= Norah Wilmot =

British racehorse trainer (1889–1980)

Norah Wilmot, c. 1962

Norah Wilmot (1889–1980) was the first British woman racehorse trainer to officially train a winning horse. Her historic win came with her filly Pat, at Brighton in August 1966, just one day after she became one of the first two women to be granted a training licence by the Jockey Club. She was the eldest daughter of racehorse trainer Sir Robert Wilmot, 6th Baronet (1853–1931) and his second wife Eleanor Georgiana, née Hare.

==Career==
In 1931 her father's obituary in The Times described Wilmot as deserving of a trainer's licence, being as knowledgeable of horses as any man, and able to ride as well as many jockeys. But the Jockey Club, which governed British racing, disagreed; it forbade women trainers and jockeys regardless of rank, knowledge or experience.
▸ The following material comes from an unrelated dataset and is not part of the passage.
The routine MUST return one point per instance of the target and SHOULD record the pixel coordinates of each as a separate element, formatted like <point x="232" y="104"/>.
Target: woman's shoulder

Before 1966 women could only train in an unofficial capacity, and were forced to employ men to hold licences on their behalf or have licences in their husbands' names. In the unmarried Wilmot's case "her" licence was held by her successive head lads: Rickards, Metcalfe, Swash, and finally Bob Greenhill. Although Wilmot had successfully trained racehorses since inheriting Binfield Grove Stud, Bracknell in 1931, had been her father's assistant trainer for twenty years before his death, and counted the Goodwood Cup and the Doncaster Cup, with Haulfryn, in 1937 among her uncredited wins, she was not an officially acknowledged trainer. Since inheriting her father's stable Wilmot had frequently applied to the Jockey Club for a training licence, and each time her request had been summarily declined.

This situation was often unpopular with the racegoing public, especially as Wilmot's patrons included Queen Elizabeth II. On one occasion when Wilmot's multiple 3 yr old winner in 1961, No Fiddling, won at Kempton, Wilmot who trained No Fiddling for one of her greatest supporters, Captain George Drummond, the crowd had chanted her name, and the royal racing manager, Captain Charles Moore, had personally, defying Jockey Club rules, taken Wilmot into the unsaddling enclosure at Kempton to stand beside her winning horse in the manner of a male trainer. Wilmot produced another 3 yr old winner for Capt Drummond with Don't Tell at Folkestone in 1964.

In 1963, Queen Elizabeth II sent her horse, Night Watch, to Wilmot to train, defying the Jockey Club by including "a WOMAN (sic) among her trainers for the coming flat-racing season" according to the Daily Herald. in 1964, Wilmot trained the Queen a winner with the horse Don’t Tell, who won at Folkestone.

==Training licence==
Wilmot was a contemporary and friend of the feminist and fellow trainer Florence Nagle, who had long campaigned against what she saw as an injustice to her sex in British racing. Eventually, frustrated by the Jockey Club's persistent refusal to grant women a training licence, Nagle sought legal redress; initially unsuccessful, her fight finally reached the Court of Appeal in 1966. Using its considerable influence within the Establishment, the club twice had her appeal blocked. Following her third appeal, Nagle emerged from the court victorious. The verdict of the three presiding law lords, Lord Denning, Lord Justice Dankwerts and Lord Salmon, was, in the words of Lord Denning, that "If she is to carry on her trade without stooping to subterfuge she has to have a training licence." Of the Jockey Club itself, the Law Lords went on to pronounce that "The rights of a person to work should not be prevented by the dictatorial powers of a body which holds a monopoly." Faced with the court's damning and embarrassing decision, the Jockey Club was forced to capitulate, and on 3 August 1966 Nagle and Wilmot became the first women in Britain to receive licences to train racehorses. According to Ferelith Somerfield, wife of Stafford Somerfield and author of Nagle's biography, it was the way the Jockey Club dealt with Wilmot that "proved the catalyst" to the case being undertaken.

On 3 August 1966, one of Norah Wilmot’s horses won at Brighton Racecourse, making her the first official woman trainer of a winning horse.

Besides Halfryn, Wilmot's most notable horses were Halcyon Gift and Squander Bug.

==Later years==
The last years of Wilmot's life were blighted by crippling arthritis, leaving her unable to personally saddle her horses at race meetings. But horses she had bred, including No Trespass and Pick Me Not, continued to race successfully and bring her credit. Wilmot died on 23 March 1980, never having married.